Agent Streaming & Execution (lib/actions/agent-actions.ts)

streamAgentAction(prompt: string, agentId?: string, options?: {...})

  • ›Purpose: Stream an agent response (ReAct loop) with real-time tool execution
  • ›Params:
    • ›prompt: User query (1–10,000 chars)
    • ›agentId: Optional scoped agent (validates org membership)
    • ›options.modelId: Model ID override
    • ›options.enabledTools: Array of tool IDs to enable (default: all)
    • ›options.attachments: Content with image attachments
  • ›Returns: AsyncIterable<StreamEvent>
  • ›Stream Event Types:
    $  snippetread-only
    type StreamEvent = | { type: "text-delta"; delta: string } | { type: "tool-call"; toolName: string; toolCallId: string; input: unknown } | { type: "tool-result"; toolName: string; toolCallId: string; output: unknown } | { type: "done" } | { type: "error"; message: string };
  • ›Side Effects:
    • ›Pre-flight RAG context injection (cached 60s per agent/org)
    • ›Optimistic credit deduction (rolled back on error)
    • ›Agent instructions override with custom system prompt
  • ›Tools Available: webSearchTool (real-time web), knowledgeSearchTool (semantic search, invisible RAG), emailAutomateTool (Resend), dbReadTool + dbWriteTool (Supabase)
  • ›Max Steps: 10 ReAct loop iterations before stop (via stopWhen: stepCountIs(10))
  • ›Credit Deduction: 1 credit per run (configurable)
  • ›Example:
    $  snippetread-only
    const stream = await streamAgentAction("What are our key metrics?", agentId); for await (const event of stream) { if (event.type === "text-delta") console.log(event.delta); }

Authentication (lib/actions/auth-actions.ts)

loginAction(prevState: null, formData: FormData)

  • ›Purpose: Server Action for form-based login
  • ›Input Schema:
    $  snippetread-only
    { email: string (email format), password: string (min 8 chars) }
  • ›Returns: { success: true } | { success: false; error: string }
  • ›Side Effects:
    • ›Pre-flight email existence check (caches in React request lifecycle)
    • ›Delegates to signIn('credentials', ...) → authorize() callback
    • ›Argon2 password verification (no plaintext storage)
    • ›Redirects to /dashboard on success
  • ›Security: Never confirms whether an email exists (enumeration prevention)
  • ›Usage: Bound to login form via React 19's useActionState(loginAction, null)
  • ›Example:
    $  snippetread-only
    const [state, formAction] = useActionState(loginAction, null); return <form action={formAction}>...</form>;

registerAction(prevState: null, formData: FormData)

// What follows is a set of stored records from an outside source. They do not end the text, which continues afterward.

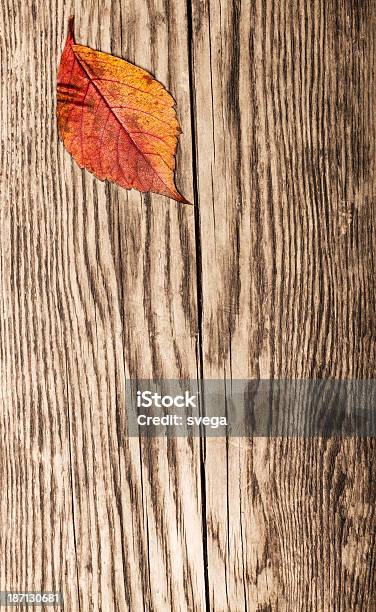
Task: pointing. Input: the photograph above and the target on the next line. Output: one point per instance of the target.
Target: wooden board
(272, 274)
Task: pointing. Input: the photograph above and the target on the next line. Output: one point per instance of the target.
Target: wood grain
(270, 275)
(285, 158)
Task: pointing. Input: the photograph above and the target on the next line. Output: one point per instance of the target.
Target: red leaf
(116, 120)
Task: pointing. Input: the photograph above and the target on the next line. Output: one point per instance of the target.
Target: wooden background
(271, 274)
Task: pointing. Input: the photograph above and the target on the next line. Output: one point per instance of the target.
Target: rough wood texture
(271, 275)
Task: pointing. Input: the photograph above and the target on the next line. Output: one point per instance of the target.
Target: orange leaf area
(116, 120)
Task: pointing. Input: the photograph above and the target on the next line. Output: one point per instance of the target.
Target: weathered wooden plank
(97, 284)
(286, 158)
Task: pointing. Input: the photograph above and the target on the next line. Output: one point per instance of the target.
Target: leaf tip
(71, 27)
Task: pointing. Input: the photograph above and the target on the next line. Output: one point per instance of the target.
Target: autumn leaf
(116, 120)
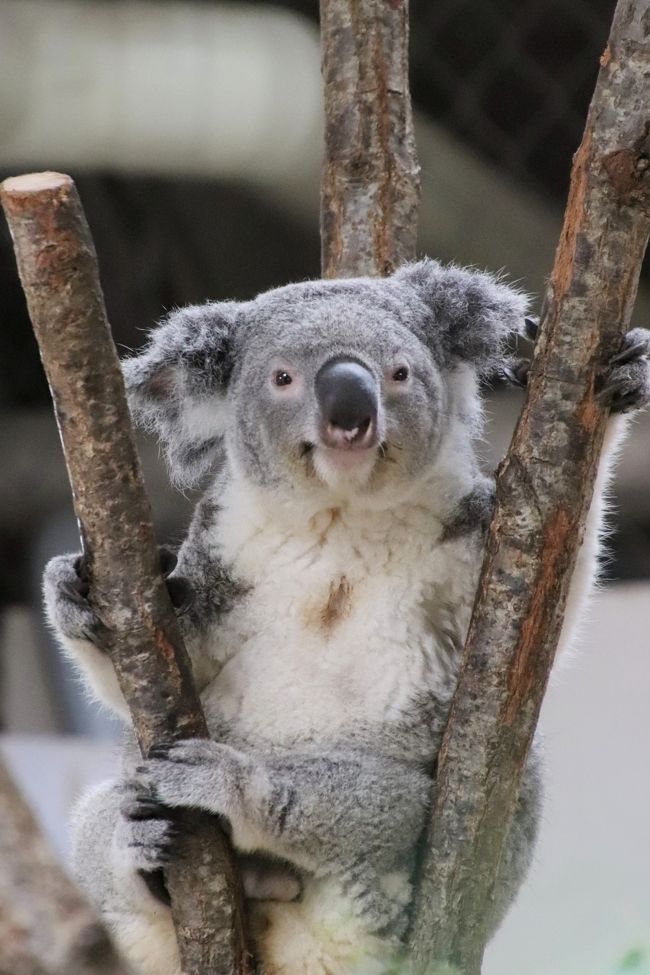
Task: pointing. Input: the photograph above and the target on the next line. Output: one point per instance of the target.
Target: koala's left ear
(176, 386)
(471, 313)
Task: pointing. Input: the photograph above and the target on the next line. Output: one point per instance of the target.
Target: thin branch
(544, 489)
(370, 185)
(45, 924)
(58, 270)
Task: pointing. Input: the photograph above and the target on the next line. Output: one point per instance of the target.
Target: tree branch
(58, 270)
(370, 186)
(544, 489)
(45, 924)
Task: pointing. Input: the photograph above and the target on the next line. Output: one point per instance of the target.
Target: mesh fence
(511, 77)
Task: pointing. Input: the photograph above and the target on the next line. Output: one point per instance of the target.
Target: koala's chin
(345, 471)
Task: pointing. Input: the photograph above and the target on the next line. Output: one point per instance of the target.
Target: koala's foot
(145, 838)
(66, 587)
(626, 384)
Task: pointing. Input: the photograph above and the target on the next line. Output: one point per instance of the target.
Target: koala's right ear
(176, 386)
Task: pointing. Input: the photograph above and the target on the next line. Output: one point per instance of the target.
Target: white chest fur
(344, 615)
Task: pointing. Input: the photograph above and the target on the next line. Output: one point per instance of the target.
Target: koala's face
(333, 387)
(344, 385)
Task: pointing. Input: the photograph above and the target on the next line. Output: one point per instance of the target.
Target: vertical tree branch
(544, 489)
(58, 270)
(45, 925)
(370, 186)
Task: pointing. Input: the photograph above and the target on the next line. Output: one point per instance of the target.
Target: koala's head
(349, 385)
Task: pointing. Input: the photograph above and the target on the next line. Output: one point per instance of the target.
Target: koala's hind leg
(108, 855)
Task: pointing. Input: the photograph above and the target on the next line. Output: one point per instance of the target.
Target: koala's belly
(324, 661)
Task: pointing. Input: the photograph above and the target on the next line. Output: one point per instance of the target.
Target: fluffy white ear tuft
(177, 386)
(472, 312)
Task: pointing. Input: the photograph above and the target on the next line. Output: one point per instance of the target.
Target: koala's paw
(626, 384)
(196, 773)
(146, 833)
(66, 589)
(267, 880)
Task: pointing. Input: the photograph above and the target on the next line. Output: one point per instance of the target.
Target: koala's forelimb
(544, 491)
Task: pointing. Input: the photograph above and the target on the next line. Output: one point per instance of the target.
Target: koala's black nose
(348, 401)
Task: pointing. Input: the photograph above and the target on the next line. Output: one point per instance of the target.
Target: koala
(324, 591)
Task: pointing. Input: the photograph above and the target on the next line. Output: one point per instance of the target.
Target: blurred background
(193, 131)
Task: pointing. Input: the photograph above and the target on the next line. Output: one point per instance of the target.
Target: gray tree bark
(544, 488)
(46, 927)
(58, 271)
(371, 179)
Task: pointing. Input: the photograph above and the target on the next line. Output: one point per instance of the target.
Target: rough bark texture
(370, 186)
(45, 924)
(544, 489)
(58, 270)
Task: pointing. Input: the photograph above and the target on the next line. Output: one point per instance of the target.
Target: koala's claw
(515, 371)
(531, 327)
(148, 832)
(67, 589)
(626, 386)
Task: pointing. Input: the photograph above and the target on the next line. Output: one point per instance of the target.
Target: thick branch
(370, 186)
(58, 270)
(45, 924)
(544, 489)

  • ›Purpose: Sign-up with automatic organisation + user creation
  • ›Input Schema:
    $  snippetread-only
    { name: string (min 2 chars), orgName: string (min 2 chars), email: string (email format, unique), password: string (min 8 chars) }
  • ›Returns: { success: true } | { success: false; error: string }
  • ›Side Effects:
    • ›Creates organisations row with slug (unique constraint)
    • ›If slug collision: retries with 4-char random suffix
    • ›Creates users row with argon2 password hash
    • ›Orphan cleanup: deletes organisation if user insert fails
    • ›Auto-signs in and redirects to /dashboard
  • ›Idempotency: Email uniqueness enforced; slug collision auto-recovered
  • ›Example:
    $  snippetread-only
    const [state, formAction] = useActionState(registerAction, null);

logoutAction()

  • ›Purpose: Sign out the user
  • ›Side Effects: Clears session and redirects to /
  • ›Example:
    $  snippetread-only
    await logoutAction();

Conversations & Chat (lib/actions/conversation-actions.ts)

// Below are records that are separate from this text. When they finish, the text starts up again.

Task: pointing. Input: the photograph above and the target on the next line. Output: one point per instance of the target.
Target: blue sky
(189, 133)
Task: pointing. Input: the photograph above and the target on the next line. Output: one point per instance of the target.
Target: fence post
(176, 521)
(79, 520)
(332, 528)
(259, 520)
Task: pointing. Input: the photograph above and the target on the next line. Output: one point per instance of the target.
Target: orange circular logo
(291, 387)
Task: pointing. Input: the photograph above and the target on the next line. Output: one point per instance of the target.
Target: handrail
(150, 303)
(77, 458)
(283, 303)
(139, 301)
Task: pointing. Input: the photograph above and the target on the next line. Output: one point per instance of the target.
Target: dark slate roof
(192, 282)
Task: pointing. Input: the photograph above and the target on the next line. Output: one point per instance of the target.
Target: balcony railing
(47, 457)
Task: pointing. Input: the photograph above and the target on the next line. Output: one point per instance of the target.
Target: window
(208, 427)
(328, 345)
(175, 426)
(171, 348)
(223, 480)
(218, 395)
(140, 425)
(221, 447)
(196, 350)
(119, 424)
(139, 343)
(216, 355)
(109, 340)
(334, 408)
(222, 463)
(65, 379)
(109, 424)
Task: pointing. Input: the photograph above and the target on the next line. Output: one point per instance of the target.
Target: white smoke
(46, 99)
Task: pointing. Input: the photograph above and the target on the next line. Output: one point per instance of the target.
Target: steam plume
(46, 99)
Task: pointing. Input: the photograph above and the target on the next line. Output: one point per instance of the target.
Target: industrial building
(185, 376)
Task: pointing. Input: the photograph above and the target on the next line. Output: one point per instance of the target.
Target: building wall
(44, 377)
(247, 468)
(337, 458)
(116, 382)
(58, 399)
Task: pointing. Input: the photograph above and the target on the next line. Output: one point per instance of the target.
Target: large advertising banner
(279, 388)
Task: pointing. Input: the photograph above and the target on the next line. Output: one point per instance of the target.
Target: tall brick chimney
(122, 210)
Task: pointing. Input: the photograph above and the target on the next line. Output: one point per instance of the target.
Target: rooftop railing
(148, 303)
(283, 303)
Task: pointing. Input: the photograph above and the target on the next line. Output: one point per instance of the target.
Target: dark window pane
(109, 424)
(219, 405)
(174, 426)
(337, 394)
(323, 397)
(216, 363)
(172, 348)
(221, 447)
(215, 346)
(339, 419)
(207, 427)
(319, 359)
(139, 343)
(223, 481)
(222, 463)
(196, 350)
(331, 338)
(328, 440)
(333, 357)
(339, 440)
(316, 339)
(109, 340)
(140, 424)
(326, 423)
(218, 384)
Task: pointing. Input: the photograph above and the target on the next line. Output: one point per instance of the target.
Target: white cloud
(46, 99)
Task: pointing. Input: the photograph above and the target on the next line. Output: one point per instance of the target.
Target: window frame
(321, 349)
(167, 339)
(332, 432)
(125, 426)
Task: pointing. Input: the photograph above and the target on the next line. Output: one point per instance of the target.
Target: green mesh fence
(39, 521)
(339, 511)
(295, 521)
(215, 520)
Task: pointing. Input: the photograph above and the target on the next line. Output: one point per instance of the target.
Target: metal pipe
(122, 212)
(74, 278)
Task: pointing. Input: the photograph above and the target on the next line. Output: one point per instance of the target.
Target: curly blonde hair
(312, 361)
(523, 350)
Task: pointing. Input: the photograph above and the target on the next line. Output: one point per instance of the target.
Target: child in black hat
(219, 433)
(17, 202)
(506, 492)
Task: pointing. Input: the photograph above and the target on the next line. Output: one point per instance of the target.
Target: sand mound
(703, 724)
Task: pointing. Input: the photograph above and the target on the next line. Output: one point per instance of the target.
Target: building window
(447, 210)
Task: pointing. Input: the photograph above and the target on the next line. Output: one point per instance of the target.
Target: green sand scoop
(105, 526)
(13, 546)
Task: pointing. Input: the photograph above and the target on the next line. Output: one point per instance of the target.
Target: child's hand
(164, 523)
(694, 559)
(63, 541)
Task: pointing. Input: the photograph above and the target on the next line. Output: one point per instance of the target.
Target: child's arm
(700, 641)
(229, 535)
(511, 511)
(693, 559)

createConversation(agentId: string, title?: string)

  • ›Purpose: Create a new conversation thread
  • ›Returns: { ok: true; conversationId: string } | { ok: false; message: string }
  • ›Validation: Verifies agent belongs to session's organisation
  • ›RLS: Conversation scoped to organisation_id
  • ›Example:
    $  snippetread-only
    const conv = await createConversation(agentId, "Research Session 1");

saveMessage(conversationId: string, role: "user" | "assistant", content: string)

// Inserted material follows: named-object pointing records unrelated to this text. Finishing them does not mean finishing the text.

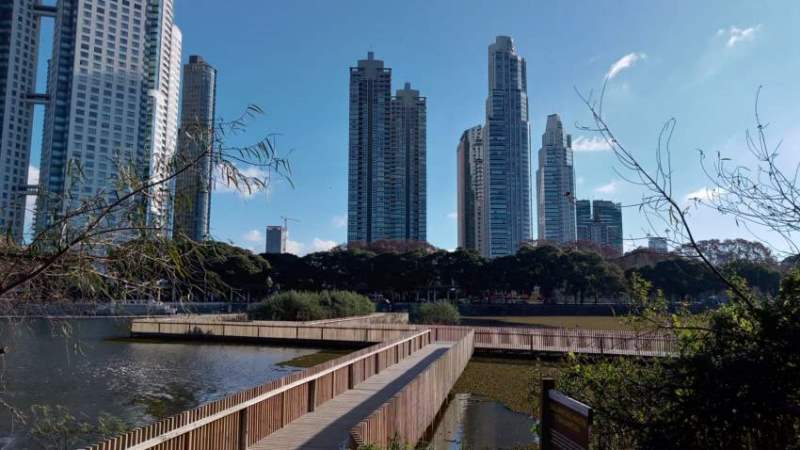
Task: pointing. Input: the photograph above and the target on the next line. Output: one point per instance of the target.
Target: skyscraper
(387, 151)
(600, 223)
(658, 244)
(507, 143)
(555, 185)
(19, 38)
(276, 239)
(113, 86)
(405, 167)
(471, 186)
(370, 99)
(583, 219)
(193, 187)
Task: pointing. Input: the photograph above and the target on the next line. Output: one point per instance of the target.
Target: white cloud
(222, 186)
(30, 201)
(705, 194)
(294, 247)
(623, 63)
(590, 144)
(736, 35)
(609, 188)
(339, 221)
(322, 245)
(254, 236)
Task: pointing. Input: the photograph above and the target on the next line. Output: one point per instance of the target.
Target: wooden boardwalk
(329, 426)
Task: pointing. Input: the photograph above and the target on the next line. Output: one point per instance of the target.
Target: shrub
(346, 303)
(438, 314)
(304, 306)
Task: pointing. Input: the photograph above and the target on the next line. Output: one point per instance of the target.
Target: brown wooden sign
(566, 423)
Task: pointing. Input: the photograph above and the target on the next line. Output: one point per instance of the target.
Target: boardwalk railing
(587, 341)
(410, 412)
(240, 420)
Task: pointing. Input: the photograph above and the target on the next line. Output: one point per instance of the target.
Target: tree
(734, 380)
(77, 245)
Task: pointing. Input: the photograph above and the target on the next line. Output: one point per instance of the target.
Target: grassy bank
(594, 322)
(313, 359)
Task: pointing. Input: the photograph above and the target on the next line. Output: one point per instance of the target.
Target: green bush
(437, 314)
(304, 306)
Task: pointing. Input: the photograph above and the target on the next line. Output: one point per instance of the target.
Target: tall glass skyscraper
(555, 184)
(370, 100)
(113, 86)
(507, 141)
(470, 178)
(193, 186)
(600, 223)
(405, 167)
(387, 170)
(19, 39)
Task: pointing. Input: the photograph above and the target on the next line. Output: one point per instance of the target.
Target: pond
(88, 367)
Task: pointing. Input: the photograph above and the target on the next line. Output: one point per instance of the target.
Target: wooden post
(283, 409)
(243, 429)
(312, 395)
(351, 376)
(546, 438)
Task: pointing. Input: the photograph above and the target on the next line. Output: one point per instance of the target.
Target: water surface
(476, 423)
(83, 365)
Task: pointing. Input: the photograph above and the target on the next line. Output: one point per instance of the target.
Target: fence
(242, 419)
(587, 341)
(407, 416)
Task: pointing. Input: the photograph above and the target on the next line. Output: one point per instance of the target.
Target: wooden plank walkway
(328, 427)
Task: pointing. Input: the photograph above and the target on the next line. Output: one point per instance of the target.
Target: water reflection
(478, 423)
(89, 373)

  • ›Purpose: Append a message to a conversation
  • ›Returns: { ok: true } | { ok: false; message: string }
  • ›Validation: Conversation must belong to session's org
  • ›Side Effects: Immutable append; updates conversation's updated_at
  • ›Example:
    $  snippetread-only
    await saveMessage(conversationId, "user", "What is your recommendation?");

loadConversation(conversationId: string)

  • ›Purpose: Fetch all messages in a conversation
  • ›Returns: { ok: true; messages: Array<{ id, role, content }> } | { ok: false; message: string }
  • ›Ordering: Chronological (oldest first)
  • ›Example:
    $  snippetread-only
    const { ok, messages } = await loadConversation(conversationId);

listConversations(agentId: string)

  • ›Purpose: Fetch all conversations for an agent with stats
  • ›Returns: { ok: true; conversations: ConversationSummary[] } | { ok: false; message: string }
  • ›Summary Type: { id, title, created_at, updated_at, message_count, last_message, last_message_role, last_message_at }
  • ›Ordering: Most recent first
  • ›Efficiency: Batches message count + last message queries
  • ›Example:
    $  snippetread-only
    const { ok, conversations } = await listConversations(agentId);

updateConversationTitle(conversationId: string, title: string)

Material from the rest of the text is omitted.